Piyush Tewari MC/MPA 2017 is all too familiar with this phenomenon. After graduating with a computer science degree from Delhi University, he began his career as an intern at the India Brand Equity Fund, an initiative of India’s Prime Minister to position the country as a globally competitive investment destination. After writing a paper that caught the PM’s attention, Tewari was recruited to the initiative full-time. This exposed him to the multifaceted world of public service and helped build skills in diplomacy, strategic communication and program management.
These skills became newly useful to Tewari in 2007, when his cousin was killed in a car crash in India. “He bled to death on the side of the road without any assistance from dozens of passersby, many of whom stopped, but were to too afraid to help,” said Tewari. Angered by this preventable loss, Tewari founded the SaveLIFE Foundation (SLF), a non-profit organization committed to improving road safety and emergency medical care across India.
“My goal is to empower common people to help each other without fear of repercussions,” he said. He started by offering training in basic trauma care skills to police officers and community volunteers. Three years and 10,000 trained first responders later, SLF expanded its operations to include advocacy for stronger road safety regulations and emergency care laws.
With support from organizations such as Bloomberg Philanthropies and the International Federation of the Red Cross, as well as scores of Indian citizens, Tewari built a strong team at SLF. He led a campaign to pass two major pieces of legislations within four years. The first, a nationwide Good Samaritan Law, which insulates those who assist the injured from legal and procedural hassles, was enacted on March 30, 2016. The second, a comprehensive road safety legislation package that aims to help prevent future crashes, passed the lower house of the Indian Parliament in May 2017.
“The next challenge is implementation of these laws,” Tewari noted. “SaveLIFE needs to evolve to take these new rights and responsibilities to 1.2 billion people, and beyond.” This shift in focus from policy advocacy to policy implementation, and potentially global operations, brought Tewari to the Mid-Career Master in Public Administration (MC/MPA) program at Harvard Kennedy School (HKS).
“HKS was my only choice,” he said. “The entire environment here is built to support you.”
This support has helped Tewari gain a better understanding of policy implementation, urban governance and behavior change. The diversity of leaders, experiences and perspectives in his Mason Fellows cohort helped him ask and answer the right questions.

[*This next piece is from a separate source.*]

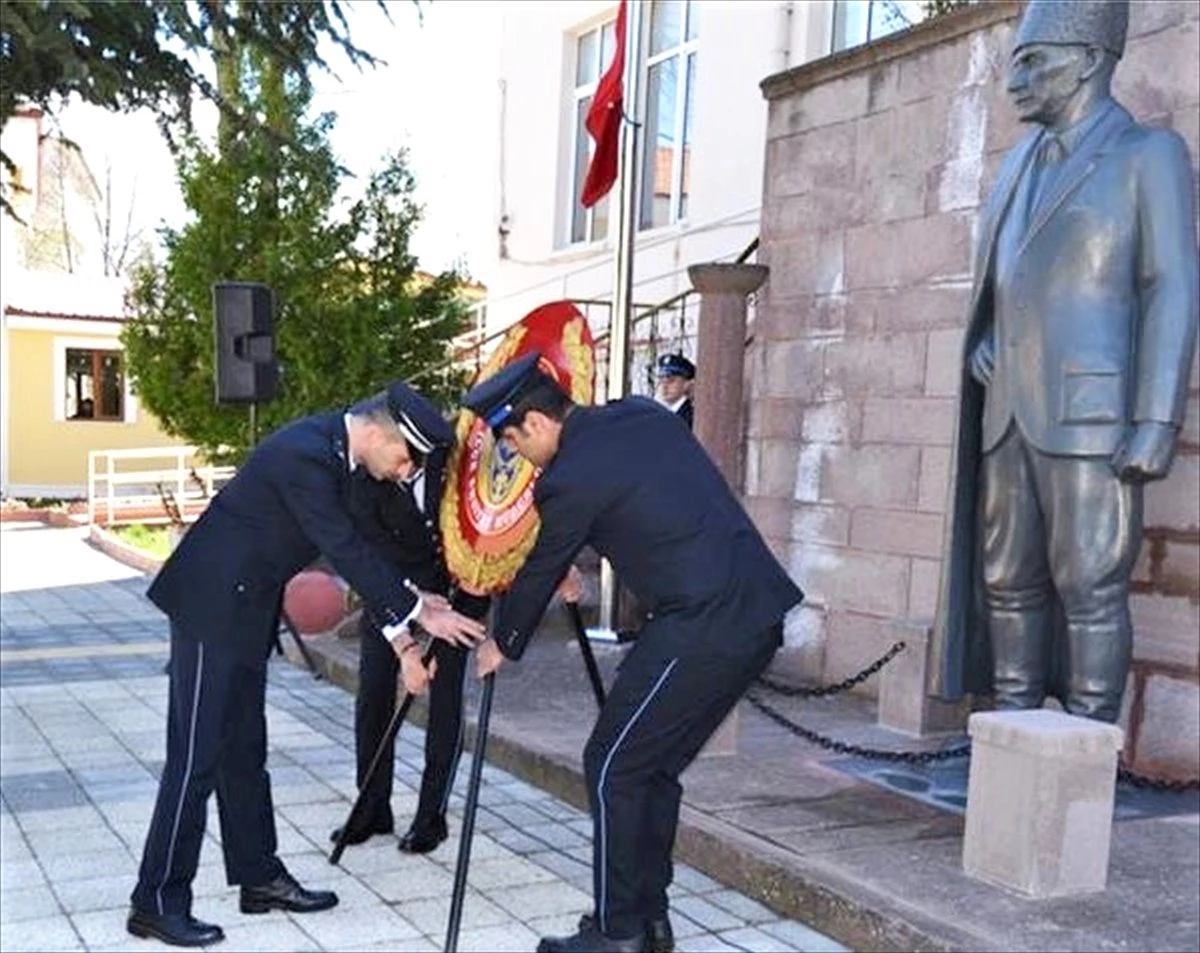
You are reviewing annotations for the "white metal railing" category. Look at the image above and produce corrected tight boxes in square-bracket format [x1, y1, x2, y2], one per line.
[88, 446, 235, 526]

HKS has offered Tewari plentiful opportunities to learn from his peers, and put their personal and professional stories to use in his work.
“There is such a rich pool to get feedback from,” he said. “It’s helped me build cultural sensitivity, and learn how to disagree and still move forward.”
Along with his classmates, the faculty at HKS have left a deep impression on him. “My classes on negotiation and conflict resolution, urban governance, organizing and ethical decision-making have prepared me to make meaningful change back in India,” he said.
“I’m already thinking about how to collaborate with government and other institutions to improve urban governance in India for more effective implementation of laws and policies, and better quality of life.”
That’s good news for SLF, and for India.
It’s a tough road ahead, and Tewari knows it. But thanks to his years of training and his time at HKS, it’s certainly a safer road–for drivers and bystanders alike.